Dr. Washington continued: “It sounds like your post-partum depression has settled in to premenstrual mood swings — what’s known as premenstrual dysphoric disorder, or PMDD. It’s basically a fancy way of saying premenstrual depression that is more serious than PMS. It’s going to be up to you as to how you wish to treat it,” she said.
“I’d like to try antidepressants, but I can’t help feeling like taking them would make me weak. Like I just couldn’t handle my life.” A crutch, an addiction. Mother’s little helper. Asking too much. Besides, who said life was supposed to be perfect anyway?
“Whatever you decide, it’s not fair to yourself to think that way. You are treating an illness, the same way you would treat asthma. Allowing yourself to go through a depression is always going to be more harmful to you physically and emotionally than treating it.”

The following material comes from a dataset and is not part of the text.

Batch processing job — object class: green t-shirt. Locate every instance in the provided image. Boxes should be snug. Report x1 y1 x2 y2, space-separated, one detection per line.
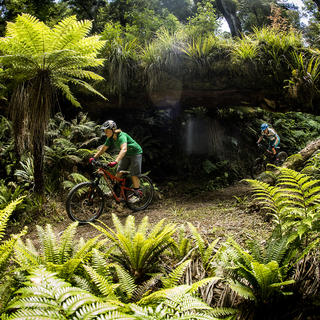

I had never thought about it that way. I let the relief sink in. Maybe I could give myself a break and try something that could help me. After all, I’d learned that my negative thoughts couldn’t always be trusted. They didn’t just belong to me. My father’s bitterness, my mother’s despair, even the dangerously addictive lines of The Rolling Stones. Like the chorus in a Greek tragedy. Mother needs something today to calm her down.
I went home that day with a prescription for antidepressants in my pocket, but I was still unsure if I was going to take them.